Anche Giovani&Futuro in piazza per la sanità: «Non siamo malati di serie B»

La sanità in montagna è un tema che sta particolarmente a cuore a Giovani&Futuro, associazione nata in Cadore e Comelico poco più di un anno fa e presente oggi con soci e sezioni in gran parte d’Italia.

«Quando raccontiamo la nostra situazione agli amici di Giovani&Futuro che si trovano in altre regioni rimangono pietrificati. Il disagio sanitario nelle nostre valli lo abbiamo portato fino a Bruxelles, quando ci siamo recati nella “capitale d’Europa” insieme ad altri amministratori della provincia: purtroppo, siamo stati tra i pochissimi della delegazione a parlare di questa tematica.

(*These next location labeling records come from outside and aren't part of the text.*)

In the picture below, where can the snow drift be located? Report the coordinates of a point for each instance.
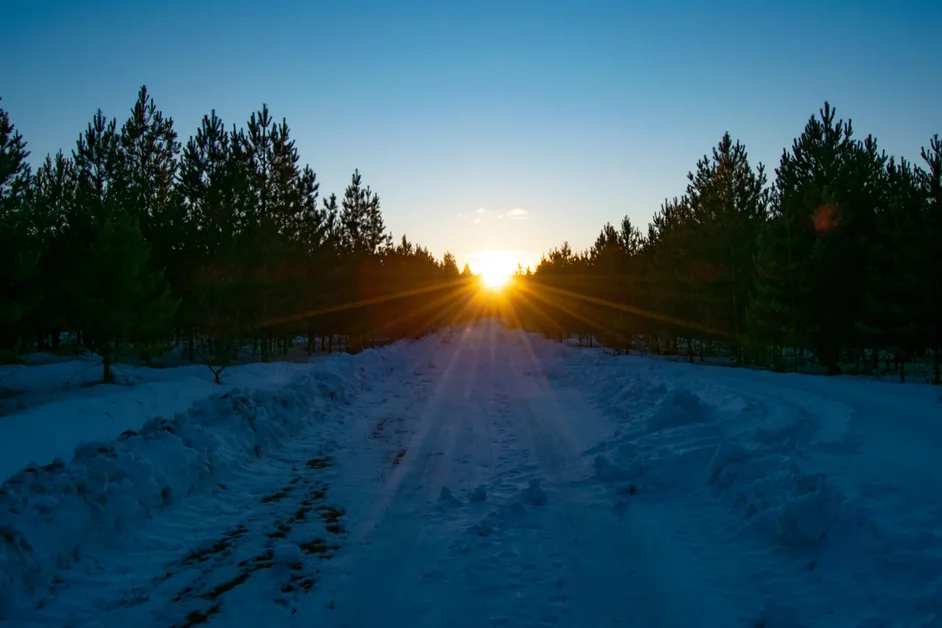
(52, 516)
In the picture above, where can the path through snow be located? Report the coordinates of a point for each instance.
(491, 478)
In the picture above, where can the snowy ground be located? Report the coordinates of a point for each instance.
(490, 478)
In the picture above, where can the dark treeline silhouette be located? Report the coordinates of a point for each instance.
(839, 257)
(135, 242)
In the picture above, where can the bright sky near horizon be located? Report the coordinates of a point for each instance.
(488, 125)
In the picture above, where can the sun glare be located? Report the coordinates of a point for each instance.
(495, 278)
(495, 268)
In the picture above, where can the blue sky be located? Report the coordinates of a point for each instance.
(572, 113)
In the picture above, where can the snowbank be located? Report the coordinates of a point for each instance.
(835, 479)
(53, 515)
(53, 407)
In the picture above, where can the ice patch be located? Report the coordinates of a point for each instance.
(608, 471)
(446, 498)
(534, 494)
(51, 516)
(288, 555)
(677, 408)
(479, 494)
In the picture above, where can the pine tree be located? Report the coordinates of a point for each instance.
(807, 291)
(931, 182)
(729, 204)
(115, 292)
(54, 199)
(19, 256)
(894, 314)
(364, 232)
(150, 151)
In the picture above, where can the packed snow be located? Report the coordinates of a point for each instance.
(481, 476)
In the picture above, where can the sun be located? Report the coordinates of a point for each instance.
(495, 268)
(495, 278)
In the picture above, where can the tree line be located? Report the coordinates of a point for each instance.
(137, 242)
(839, 258)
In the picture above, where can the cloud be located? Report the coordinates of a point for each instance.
(482, 213)
(517, 213)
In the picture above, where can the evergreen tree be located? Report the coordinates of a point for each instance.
(893, 316)
(729, 204)
(19, 257)
(54, 199)
(807, 291)
(361, 221)
(931, 182)
(115, 292)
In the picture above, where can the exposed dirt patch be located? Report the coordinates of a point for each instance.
(276, 496)
(399, 456)
(197, 617)
(229, 585)
(201, 555)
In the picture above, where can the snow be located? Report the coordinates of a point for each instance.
(60, 401)
(488, 477)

Sabato saremo in piazza al fianco di tantissime persone: meritiamo rispetto e considerazione; non possono esistere in Italia nel 2023 malati di serie A o serie B. Vogliamo lanciare un invito: lasciamo a casa i colori politici e le divisioni, per unirci a un coro unanime di voci che chiede solo una sanità efficiente e accessibile a tutti», è il pensiero del presidente nazionale di Giovani&Futuro Luca Frescura e del vicepresidente Thomas Menia Corbanese.

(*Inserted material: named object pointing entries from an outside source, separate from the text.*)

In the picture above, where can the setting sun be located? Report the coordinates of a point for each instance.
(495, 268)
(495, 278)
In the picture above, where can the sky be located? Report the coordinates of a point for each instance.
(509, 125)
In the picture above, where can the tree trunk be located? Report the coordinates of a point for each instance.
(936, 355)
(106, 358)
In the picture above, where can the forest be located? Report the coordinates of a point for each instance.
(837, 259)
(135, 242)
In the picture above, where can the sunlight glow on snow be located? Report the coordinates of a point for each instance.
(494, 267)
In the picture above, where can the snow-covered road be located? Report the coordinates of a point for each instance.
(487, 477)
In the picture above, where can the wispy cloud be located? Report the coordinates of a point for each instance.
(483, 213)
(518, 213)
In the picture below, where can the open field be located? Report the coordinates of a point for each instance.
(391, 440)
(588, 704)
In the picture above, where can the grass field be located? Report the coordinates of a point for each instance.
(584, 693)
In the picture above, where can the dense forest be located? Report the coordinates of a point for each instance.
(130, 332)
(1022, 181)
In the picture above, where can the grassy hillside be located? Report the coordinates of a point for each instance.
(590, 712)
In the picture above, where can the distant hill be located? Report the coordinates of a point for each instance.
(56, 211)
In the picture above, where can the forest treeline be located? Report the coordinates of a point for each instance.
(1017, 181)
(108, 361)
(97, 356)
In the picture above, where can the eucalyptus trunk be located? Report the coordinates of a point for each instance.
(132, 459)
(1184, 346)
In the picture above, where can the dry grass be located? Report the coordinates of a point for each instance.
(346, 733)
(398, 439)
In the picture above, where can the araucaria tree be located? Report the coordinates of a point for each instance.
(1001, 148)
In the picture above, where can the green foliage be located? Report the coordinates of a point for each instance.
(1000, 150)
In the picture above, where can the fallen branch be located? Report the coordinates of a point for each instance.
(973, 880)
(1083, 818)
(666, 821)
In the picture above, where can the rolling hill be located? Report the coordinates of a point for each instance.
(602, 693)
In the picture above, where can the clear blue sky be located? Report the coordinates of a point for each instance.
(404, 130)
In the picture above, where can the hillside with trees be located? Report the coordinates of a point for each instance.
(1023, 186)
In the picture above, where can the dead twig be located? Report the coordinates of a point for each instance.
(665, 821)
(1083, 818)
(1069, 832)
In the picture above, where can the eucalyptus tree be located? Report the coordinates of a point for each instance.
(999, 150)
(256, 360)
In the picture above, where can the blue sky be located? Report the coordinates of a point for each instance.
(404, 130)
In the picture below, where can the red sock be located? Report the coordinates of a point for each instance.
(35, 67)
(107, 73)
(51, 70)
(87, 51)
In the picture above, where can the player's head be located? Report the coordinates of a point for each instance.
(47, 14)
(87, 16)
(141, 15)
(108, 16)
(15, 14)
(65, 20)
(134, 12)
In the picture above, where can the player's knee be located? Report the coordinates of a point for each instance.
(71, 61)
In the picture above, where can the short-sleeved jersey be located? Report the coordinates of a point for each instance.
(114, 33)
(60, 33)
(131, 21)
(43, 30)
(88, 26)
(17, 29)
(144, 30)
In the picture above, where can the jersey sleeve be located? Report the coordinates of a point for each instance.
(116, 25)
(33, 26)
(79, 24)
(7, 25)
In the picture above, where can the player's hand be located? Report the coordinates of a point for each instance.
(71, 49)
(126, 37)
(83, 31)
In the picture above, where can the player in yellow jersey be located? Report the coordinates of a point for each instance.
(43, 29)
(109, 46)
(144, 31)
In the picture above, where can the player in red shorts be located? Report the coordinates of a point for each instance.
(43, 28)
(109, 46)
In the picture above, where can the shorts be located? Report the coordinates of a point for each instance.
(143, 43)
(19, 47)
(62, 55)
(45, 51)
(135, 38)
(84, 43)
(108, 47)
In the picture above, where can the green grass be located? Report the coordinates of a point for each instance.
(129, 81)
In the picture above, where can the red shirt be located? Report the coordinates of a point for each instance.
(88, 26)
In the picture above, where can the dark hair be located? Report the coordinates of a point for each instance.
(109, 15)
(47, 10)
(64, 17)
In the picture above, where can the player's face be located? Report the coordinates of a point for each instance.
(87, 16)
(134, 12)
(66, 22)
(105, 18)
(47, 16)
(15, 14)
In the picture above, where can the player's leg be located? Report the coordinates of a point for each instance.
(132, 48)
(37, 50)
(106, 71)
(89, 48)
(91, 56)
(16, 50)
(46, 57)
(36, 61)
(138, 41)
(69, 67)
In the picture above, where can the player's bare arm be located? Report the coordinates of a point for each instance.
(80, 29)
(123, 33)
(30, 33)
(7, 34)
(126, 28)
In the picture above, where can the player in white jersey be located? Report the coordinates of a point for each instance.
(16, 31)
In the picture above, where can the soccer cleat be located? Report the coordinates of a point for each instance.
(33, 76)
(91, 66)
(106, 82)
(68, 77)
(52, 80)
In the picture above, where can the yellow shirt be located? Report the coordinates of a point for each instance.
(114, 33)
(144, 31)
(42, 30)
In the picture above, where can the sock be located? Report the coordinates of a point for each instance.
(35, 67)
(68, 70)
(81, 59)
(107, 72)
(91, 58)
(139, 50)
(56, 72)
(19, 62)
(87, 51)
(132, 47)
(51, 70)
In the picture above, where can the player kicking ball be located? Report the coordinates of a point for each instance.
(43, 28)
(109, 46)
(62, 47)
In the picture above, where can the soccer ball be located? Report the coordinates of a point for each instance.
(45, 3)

Accorato anche l’appello di Gloria Pocchiesa Marian, socia di Giovani&Futuro: «Da un anno mi sono fatta portavoce del malato, voce che secondo me mancava ed è fondamentale. Parlare da fuori, seduti al comodo, è troppo facile, ma mentre si prendono decisioni drastiche, drammatiche a livello sanitario, noi affrontiamo le nostre giornate nella paura, nel dolore, nelle difficoltà pratiche e nella complessità psicologica per cercare di reagire. Sì, perché avere, per esempio, una malattia cronica come la sclerosi multipla, che ho addosso, è come avere una ferita aperta e buttarci sopra del sale tutti i giorni. Brucia, brucia così tanto che ti manca il fiato». Gloria vive nelle terre alte: «Da comeliana non posso pensare che se nel mio territorio capitassero tre emergenze “tempo dipendenti” come un ictus, forse uno si salva. Forse, perché la strada è lunga, perché se piove non vola l’elicottero, perché se nevica siamo isolati. Ma noi cosa siamo? Malati diversi?»

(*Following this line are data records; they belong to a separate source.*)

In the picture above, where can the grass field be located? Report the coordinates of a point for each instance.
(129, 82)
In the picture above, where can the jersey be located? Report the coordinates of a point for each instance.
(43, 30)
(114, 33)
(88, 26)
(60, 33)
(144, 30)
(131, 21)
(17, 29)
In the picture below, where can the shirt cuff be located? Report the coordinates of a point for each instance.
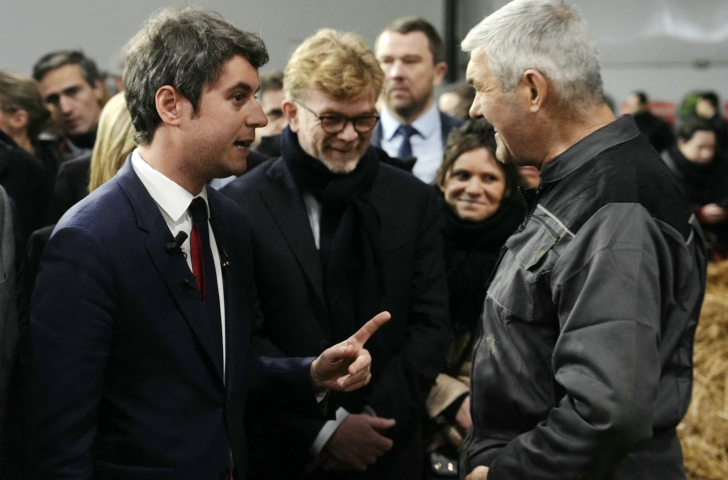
(321, 396)
(325, 433)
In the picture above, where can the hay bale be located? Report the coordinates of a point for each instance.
(704, 430)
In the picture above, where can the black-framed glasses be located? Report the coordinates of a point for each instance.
(333, 123)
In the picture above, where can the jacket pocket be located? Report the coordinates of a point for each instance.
(113, 471)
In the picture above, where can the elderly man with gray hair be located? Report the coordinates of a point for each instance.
(583, 365)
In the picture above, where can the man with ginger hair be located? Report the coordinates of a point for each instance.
(583, 364)
(338, 235)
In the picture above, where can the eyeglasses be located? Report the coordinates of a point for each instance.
(332, 123)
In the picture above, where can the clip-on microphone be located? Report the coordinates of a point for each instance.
(175, 246)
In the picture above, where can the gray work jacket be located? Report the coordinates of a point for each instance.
(583, 367)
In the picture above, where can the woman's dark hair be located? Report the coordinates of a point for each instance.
(185, 48)
(471, 135)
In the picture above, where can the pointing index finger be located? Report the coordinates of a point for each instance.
(366, 331)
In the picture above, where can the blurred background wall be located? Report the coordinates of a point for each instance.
(665, 47)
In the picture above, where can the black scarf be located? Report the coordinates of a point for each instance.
(350, 234)
(471, 252)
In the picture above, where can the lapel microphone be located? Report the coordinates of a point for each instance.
(175, 246)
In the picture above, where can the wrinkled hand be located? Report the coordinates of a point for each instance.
(357, 443)
(463, 416)
(712, 214)
(480, 473)
(347, 365)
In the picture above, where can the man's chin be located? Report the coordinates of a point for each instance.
(340, 164)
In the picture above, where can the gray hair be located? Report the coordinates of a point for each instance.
(544, 35)
(185, 48)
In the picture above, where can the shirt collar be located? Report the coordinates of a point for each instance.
(620, 131)
(426, 124)
(170, 196)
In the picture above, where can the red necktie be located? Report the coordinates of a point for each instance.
(203, 266)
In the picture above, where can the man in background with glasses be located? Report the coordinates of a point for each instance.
(338, 235)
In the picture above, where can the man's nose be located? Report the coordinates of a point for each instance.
(348, 134)
(397, 70)
(65, 105)
(473, 186)
(257, 117)
(475, 111)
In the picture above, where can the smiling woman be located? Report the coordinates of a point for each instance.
(479, 214)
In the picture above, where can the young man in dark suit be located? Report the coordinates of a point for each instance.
(141, 317)
(338, 235)
(411, 54)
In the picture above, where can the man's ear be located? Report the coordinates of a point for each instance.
(440, 71)
(19, 120)
(535, 89)
(290, 110)
(171, 106)
(98, 90)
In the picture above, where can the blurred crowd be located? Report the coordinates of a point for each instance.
(428, 178)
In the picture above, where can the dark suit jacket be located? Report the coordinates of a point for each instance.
(447, 123)
(407, 353)
(122, 382)
(71, 186)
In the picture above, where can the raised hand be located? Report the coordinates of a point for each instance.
(347, 366)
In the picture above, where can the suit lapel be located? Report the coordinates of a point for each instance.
(284, 202)
(171, 266)
(231, 292)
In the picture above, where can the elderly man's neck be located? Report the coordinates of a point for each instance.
(565, 131)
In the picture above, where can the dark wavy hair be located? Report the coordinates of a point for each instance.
(474, 134)
(185, 48)
(18, 92)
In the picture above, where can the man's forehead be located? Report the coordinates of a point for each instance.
(237, 73)
(61, 78)
(395, 42)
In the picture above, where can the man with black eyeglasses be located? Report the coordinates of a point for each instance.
(337, 234)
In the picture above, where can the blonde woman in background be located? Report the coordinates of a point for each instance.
(114, 142)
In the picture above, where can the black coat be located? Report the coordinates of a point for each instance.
(409, 350)
(23, 177)
(71, 186)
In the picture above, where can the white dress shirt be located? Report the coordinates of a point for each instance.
(173, 201)
(426, 145)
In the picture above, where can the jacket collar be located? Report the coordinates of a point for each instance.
(620, 131)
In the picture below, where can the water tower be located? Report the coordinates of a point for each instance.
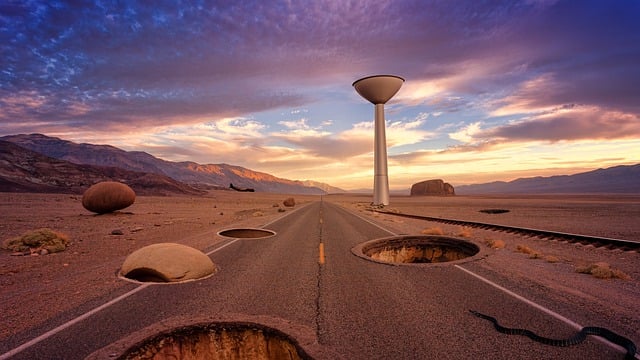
(378, 89)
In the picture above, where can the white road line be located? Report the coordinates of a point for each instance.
(58, 329)
(70, 323)
(521, 298)
(541, 308)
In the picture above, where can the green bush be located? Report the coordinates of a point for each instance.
(44, 238)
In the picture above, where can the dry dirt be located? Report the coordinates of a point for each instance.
(32, 286)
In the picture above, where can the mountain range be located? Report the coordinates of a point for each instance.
(40, 163)
(623, 179)
(188, 173)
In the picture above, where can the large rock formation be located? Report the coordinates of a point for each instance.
(167, 262)
(108, 196)
(435, 187)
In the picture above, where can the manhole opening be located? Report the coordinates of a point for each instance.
(218, 341)
(146, 275)
(417, 249)
(494, 211)
(247, 233)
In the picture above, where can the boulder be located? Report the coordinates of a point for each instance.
(435, 187)
(167, 262)
(108, 196)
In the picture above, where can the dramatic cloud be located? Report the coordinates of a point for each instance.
(267, 84)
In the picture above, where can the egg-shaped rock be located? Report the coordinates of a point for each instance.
(108, 196)
(167, 262)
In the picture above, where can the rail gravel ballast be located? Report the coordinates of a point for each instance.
(596, 241)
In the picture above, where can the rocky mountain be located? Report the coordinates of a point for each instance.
(217, 175)
(23, 170)
(623, 179)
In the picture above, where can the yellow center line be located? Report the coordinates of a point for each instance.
(321, 253)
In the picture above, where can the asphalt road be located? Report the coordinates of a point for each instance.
(349, 307)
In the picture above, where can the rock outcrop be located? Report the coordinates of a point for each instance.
(435, 187)
(167, 262)
(108, 196)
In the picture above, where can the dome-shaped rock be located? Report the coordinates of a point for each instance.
(167, 262)
(108, 196)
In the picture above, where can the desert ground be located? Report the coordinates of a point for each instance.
(36, 288)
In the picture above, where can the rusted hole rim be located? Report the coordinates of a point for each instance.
(473, 252)
(160, 280)
(246, 233)
(300, 337)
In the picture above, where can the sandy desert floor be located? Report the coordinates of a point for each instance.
(37, 288)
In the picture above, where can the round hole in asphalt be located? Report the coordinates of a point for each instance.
(417, 249)
(218, 341)
(494, 211)
(247, 233)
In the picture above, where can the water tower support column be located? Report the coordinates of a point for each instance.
(381, 177)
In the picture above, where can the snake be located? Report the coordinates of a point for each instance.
(579, 337)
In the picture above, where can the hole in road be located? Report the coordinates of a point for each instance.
(247, 233)
(494, 211)
(218, 341)
(416, 249)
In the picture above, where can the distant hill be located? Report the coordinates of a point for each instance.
(23, 170)
(216, 175)
(618, 179)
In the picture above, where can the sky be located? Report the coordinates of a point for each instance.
(494, 90)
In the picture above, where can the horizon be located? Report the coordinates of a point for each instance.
(493, 92)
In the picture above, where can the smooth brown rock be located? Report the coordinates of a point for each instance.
(108, 196)
(435, 187)
(167, 262)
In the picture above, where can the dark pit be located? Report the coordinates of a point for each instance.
(494, 211)
(416, 249)
(246, 233)
(218, 341)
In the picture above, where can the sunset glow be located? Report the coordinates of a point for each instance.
(493, 91)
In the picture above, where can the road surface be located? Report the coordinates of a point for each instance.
(307, 277)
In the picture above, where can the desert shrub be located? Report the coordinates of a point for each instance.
(495, 244)
(465, 232)
(602, 270)
(432, 231)
(533, 254)
(43, 238)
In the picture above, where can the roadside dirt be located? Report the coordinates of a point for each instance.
(35, 289)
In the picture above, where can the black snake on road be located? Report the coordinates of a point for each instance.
(629, 345)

E concludono: «Si dice da secoli “l’importante è la salute”: non facciamoci calpestare, non permettiamo che ci costringano al privato. Non rinunciamo alla vita: dire ciò che si pensa, ciò che si sente, non è un delitto. Salvaguardiamo i nostri diritti: se per la malattia una scelta non c’è, per la cura sì. La salute è un diritto di tutti, la sanità privata un privilegio di pochi. Rianimiamo insieme la sanità pubblica, non lasciamo morire il nostro diritto alla salute. Scendete con me a Belluno: uniamoci, perché insieme siamo più forti».